While the authors somewhat expected these drugs to be successful, the performance of the diabetes drug on the list, which offered just an incremental therapeutic advance, was more unexpected.

“The commercial success of specific diabetes drugs (Trulicity, Farxiga and Jardiance [to some extent]) was our most surprising finding.”

The success of these products hinged on their ability to capitalize on moderate clinical differentiation (Trulicity’s once-weekly versus daily competitor dosing schedule, Farxiga/Jardiance’s rise with the cardiovascular benefit of SGLT2s) and strong [direct-to-consumer] marketing campaigns.

An omen for Gilead and Kite Pharma?

In their analysis, the authors of the report suggest that the timing of mergers and acquisitions might impact the commercial success of a drug.

Approximately 65 of drugs approved in 2014 were either in-licensed or acquired. Of note, all but one of the five products acquired during the regulatory review process or after FDA approval underperformed commercially. That list includes Esbriet, Northera (1.8/5), Dalvance (1/5), Sivextro (1.2/5), and Zerbaxa (1.2/5). Esbriet was the exception, with a commercial score of 3.6/5.

This phenomenon of last-minute acquisitions has continued. In August, Gilead Sciences acquired Kite Pharma for $11.9 billion. Kite’s lead cancer drug was under FDA review at the time. The drug, Yescarta, was given the green light in October.
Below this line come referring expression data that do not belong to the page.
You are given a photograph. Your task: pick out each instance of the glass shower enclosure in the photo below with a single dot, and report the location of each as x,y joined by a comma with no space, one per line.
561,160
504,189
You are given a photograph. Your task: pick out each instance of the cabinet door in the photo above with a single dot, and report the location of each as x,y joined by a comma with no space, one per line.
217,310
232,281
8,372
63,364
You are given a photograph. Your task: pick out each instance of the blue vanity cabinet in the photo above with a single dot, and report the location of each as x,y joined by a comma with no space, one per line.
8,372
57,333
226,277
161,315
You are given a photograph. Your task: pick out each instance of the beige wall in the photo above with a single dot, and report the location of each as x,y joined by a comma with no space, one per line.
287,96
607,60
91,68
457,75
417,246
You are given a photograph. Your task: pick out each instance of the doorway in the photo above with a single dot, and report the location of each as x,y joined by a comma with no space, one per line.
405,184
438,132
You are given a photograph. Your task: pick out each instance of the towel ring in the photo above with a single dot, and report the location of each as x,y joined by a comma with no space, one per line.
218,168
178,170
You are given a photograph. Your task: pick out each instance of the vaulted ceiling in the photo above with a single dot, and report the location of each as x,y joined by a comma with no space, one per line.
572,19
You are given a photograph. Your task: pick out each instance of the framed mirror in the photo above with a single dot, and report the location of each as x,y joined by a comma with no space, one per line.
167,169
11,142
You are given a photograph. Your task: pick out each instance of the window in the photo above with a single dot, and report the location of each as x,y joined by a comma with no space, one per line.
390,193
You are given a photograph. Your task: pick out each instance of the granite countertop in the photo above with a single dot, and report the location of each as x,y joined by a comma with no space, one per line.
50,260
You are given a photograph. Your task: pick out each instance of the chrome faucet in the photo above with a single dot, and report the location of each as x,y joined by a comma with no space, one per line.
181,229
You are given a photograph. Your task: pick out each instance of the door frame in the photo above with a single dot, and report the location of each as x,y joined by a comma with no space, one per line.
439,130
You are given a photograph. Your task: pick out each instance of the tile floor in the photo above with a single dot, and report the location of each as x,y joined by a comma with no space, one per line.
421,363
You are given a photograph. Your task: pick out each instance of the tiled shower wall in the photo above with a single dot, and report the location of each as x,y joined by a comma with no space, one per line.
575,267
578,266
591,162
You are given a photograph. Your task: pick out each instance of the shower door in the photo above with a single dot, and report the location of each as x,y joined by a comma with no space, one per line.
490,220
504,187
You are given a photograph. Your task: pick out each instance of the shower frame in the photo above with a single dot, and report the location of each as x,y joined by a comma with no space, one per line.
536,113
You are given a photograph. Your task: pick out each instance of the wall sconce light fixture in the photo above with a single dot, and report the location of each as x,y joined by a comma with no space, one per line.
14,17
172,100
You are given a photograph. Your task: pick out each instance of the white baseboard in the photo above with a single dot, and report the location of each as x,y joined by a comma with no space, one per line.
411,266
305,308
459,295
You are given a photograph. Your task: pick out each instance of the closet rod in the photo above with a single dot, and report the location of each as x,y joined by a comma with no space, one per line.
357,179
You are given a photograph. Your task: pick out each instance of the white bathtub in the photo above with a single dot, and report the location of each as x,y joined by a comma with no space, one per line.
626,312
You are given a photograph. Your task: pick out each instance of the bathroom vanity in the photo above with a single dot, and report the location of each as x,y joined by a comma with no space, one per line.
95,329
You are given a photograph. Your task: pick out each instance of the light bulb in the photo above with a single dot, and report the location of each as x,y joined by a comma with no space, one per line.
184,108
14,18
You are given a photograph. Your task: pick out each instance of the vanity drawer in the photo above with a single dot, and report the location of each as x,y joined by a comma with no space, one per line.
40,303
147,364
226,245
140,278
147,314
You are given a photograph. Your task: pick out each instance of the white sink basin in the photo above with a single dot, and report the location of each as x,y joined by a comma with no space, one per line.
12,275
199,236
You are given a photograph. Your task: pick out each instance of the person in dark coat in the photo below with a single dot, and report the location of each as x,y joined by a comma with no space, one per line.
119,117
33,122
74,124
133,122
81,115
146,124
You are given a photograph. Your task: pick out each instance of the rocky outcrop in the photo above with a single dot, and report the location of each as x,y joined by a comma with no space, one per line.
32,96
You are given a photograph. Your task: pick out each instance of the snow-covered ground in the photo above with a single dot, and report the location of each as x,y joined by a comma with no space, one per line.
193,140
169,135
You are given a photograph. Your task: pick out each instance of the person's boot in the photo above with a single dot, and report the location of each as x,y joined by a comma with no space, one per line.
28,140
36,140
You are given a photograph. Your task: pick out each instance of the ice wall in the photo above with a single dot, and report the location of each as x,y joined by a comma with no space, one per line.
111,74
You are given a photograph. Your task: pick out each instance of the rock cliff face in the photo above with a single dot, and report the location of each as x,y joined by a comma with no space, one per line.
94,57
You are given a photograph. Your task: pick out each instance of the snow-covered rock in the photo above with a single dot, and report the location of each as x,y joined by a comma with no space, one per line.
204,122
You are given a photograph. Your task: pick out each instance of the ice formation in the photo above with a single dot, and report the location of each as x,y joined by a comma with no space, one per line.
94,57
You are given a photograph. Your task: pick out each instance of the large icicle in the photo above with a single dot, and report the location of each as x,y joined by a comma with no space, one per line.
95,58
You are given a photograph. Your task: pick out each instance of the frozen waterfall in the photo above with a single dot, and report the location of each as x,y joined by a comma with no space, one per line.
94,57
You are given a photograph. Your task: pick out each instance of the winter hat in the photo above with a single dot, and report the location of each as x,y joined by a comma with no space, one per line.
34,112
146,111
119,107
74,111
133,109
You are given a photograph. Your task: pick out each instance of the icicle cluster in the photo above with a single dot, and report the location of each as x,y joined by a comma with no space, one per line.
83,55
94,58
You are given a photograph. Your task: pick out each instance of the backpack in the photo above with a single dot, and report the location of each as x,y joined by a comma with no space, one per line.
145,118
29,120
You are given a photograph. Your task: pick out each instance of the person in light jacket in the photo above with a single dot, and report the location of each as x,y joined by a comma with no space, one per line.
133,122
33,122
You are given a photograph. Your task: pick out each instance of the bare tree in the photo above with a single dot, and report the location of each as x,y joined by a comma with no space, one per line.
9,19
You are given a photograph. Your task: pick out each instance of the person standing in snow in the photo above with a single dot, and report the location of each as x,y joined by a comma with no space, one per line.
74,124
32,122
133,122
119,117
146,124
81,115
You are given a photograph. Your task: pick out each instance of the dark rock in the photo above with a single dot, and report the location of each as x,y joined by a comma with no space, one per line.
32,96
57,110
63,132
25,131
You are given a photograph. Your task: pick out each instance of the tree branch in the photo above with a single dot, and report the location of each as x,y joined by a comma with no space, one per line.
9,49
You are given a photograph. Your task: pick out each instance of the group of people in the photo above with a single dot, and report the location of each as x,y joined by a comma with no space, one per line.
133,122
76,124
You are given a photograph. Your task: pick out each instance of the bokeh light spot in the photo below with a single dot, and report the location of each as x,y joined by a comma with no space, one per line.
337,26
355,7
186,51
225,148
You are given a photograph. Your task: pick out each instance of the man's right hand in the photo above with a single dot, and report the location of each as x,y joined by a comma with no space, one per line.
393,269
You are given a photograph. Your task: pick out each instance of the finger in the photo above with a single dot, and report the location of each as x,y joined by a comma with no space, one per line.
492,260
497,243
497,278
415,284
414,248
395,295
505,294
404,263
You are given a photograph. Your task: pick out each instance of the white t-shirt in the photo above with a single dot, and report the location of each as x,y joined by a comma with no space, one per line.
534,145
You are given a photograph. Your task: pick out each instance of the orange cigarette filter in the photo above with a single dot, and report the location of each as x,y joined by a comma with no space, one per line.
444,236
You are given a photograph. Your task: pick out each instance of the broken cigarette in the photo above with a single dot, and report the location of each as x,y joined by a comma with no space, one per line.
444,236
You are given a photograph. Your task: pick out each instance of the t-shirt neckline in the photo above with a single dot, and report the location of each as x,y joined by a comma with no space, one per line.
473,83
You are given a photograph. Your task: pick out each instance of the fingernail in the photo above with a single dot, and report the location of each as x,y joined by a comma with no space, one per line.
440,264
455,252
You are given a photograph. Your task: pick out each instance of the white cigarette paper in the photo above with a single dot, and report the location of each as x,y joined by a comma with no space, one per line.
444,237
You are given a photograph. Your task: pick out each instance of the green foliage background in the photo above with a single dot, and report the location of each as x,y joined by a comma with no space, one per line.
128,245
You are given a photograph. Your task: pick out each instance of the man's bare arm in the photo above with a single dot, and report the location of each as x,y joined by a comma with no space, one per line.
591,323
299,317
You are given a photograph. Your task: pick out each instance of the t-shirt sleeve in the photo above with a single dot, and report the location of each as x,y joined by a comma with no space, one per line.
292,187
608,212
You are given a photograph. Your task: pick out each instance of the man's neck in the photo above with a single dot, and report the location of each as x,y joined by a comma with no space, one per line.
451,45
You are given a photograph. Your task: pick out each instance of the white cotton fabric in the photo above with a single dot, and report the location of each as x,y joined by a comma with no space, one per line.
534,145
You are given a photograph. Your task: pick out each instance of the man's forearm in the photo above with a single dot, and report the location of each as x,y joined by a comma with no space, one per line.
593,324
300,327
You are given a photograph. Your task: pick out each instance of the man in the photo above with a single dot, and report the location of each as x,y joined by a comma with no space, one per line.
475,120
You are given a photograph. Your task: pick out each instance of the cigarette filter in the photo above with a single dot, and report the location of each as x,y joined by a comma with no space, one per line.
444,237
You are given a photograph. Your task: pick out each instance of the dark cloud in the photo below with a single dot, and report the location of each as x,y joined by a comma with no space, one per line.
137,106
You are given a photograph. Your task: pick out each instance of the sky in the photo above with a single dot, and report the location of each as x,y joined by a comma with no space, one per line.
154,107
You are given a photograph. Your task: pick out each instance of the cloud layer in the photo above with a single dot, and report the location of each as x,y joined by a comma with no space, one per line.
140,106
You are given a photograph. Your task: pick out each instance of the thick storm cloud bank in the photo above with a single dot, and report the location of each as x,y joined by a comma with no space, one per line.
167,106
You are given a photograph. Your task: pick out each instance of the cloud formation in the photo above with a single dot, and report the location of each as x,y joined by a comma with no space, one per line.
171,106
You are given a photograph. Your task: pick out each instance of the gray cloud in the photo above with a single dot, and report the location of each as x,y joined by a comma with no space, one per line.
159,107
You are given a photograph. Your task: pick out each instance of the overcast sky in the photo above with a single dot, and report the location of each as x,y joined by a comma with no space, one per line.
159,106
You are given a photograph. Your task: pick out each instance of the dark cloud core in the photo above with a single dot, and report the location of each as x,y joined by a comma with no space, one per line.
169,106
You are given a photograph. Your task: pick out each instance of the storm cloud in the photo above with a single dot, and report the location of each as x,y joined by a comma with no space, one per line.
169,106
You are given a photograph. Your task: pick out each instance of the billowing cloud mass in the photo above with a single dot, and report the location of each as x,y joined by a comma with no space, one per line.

“While it is common to acquire or in-license during the later stages of development, this may be a signal that the likelihood of product success decreases as the acquisition nears the time of market entry, a period that should be focused on meeting strategic launch objectives in a disruption-free environment,” the authors argue in the report.

No one is under the illusion that it will be an easy launch, but we’ll have to wait several years to know how it really performed.